Q is the intersecting point between a circle of radius d around R and the line TS, which leads to a quadratic equation with a number of parameters in the coefficients. I don't know if the following if “the best” solution (it may even be better to use a numerical solver in between), but it is completely worked out. Because I think it's more readable, I've changed your coordinate names to put T at (T1, T2), S at (S1, S2) and, to keep the formulas shorter, R at (0, 0) – just adjust S and T and the returned values accordingly.
tmp1 = S1^2 - S2*T2 - S1*T1 + S2^2;
tmp2 = sqrt(- S1^2*T2^2 + S1^2*d^2 + 2*S1*S2*T1*T2 - 2*S1*T1*d^2 -
S2^2*T1^2 + S2^2*d^2 - 2*S2*T2*d^2 + T1^2*d^2 + T2^2*d^2);
tmp3 = S1^2 - 2*S1*T1 + S2^2 - 2*S2*T2 + T1^1 + T2^2;
t = (tmp1 + tmp2)/tmp3;
if (0 > t || t > 1) {
// pick the other solution instead
t = (tmp1 - tmp2)/tmp3;
}
Q1 = S1+t*(T1-S1);
Q2 = S2+t*(T2-S2);
Obviously, I take no warranties that I made no typos etc. :-)
EDIT: Alternatively, you could also get a good approximation by some iterative method (say, Newton) to find a zero of dist(S+t*(T-S), R)-d, as a function of t in [0,1]. That would take nine seven multiplications and one division per Newton step, if I count correctly. Re-using the names from above, that would look something like this:
t = 0.5;
d2 = d^2;
S1T1 = S1 - T1;
S2T2 = S2 - T2;
do {
tS1T1 = S1 - t*S1T1;
tS2T2 = S2 - t*S2T2;
f = tS1T1*tS1T1 + tS2T2*tS2T2 - d2;
fp = 2*(S1T1*tS1T1 + S2T2*tS2T2);
t = t + f/fp;
} while (f > eps);
Set eps to control your required accuracy, but do not set it too low – computing f does involve a subtraction that will have serious cancellation problems near the solution.
Since there are two solutions Q on the (TS) line (with only one solution between T and S), any solution probably involves some choice of sign, or arccos(), etc.

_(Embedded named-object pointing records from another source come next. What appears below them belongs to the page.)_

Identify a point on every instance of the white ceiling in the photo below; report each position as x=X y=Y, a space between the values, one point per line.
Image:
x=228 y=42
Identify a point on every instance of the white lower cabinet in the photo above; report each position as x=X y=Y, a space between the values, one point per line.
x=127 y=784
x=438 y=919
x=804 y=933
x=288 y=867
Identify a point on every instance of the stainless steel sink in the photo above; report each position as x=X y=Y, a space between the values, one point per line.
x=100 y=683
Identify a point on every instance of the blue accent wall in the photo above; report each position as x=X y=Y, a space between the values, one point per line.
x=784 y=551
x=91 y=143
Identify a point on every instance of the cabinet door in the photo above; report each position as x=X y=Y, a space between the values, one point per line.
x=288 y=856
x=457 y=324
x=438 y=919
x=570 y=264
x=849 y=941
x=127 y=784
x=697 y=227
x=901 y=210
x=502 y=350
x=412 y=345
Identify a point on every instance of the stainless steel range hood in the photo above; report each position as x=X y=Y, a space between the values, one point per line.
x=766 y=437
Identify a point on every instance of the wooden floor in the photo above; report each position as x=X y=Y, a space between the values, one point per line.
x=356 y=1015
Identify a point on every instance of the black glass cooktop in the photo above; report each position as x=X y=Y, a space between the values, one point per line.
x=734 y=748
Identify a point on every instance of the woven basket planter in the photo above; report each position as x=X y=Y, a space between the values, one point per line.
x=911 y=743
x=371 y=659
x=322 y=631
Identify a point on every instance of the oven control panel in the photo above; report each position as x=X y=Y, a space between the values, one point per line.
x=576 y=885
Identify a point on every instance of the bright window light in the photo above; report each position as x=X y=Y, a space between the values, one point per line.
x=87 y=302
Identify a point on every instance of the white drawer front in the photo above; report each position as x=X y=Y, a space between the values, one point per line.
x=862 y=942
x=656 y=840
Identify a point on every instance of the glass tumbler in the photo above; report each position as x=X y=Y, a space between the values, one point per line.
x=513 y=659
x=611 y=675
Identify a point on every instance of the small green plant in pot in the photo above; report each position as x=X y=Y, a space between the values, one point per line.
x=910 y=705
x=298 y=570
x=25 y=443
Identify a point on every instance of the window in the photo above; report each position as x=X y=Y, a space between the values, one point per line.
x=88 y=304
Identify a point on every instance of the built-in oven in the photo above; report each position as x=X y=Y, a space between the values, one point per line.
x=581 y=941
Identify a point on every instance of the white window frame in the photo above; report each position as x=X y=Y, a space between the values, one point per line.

Therefore, a good solution is probably to put Q on the (TS) line like so (with vectors implied):
(1) TQ(t) = t * TS
(where O is some origin). Requiring that Q be at a distance d from R gives a 2nd degree equation in t, which is easy to solve (again, vectors are implied):
d^2 = |RQ(t)|^2 = |RT + TQ(t)|^2
The coordinates of Q can then be obtained by putting a solution t0 into equation (1), via OQ(t0) = OT + TQ(t). The solution 0 <= t <= 1 must be chosen, so that Q lies between T and S.
Now, it may happen that the final formula has some simple interpretation in terms of trigonometric functions… Maybe you can tell us what value of t and what coordinates you find with this method and we can look for a simpler formula?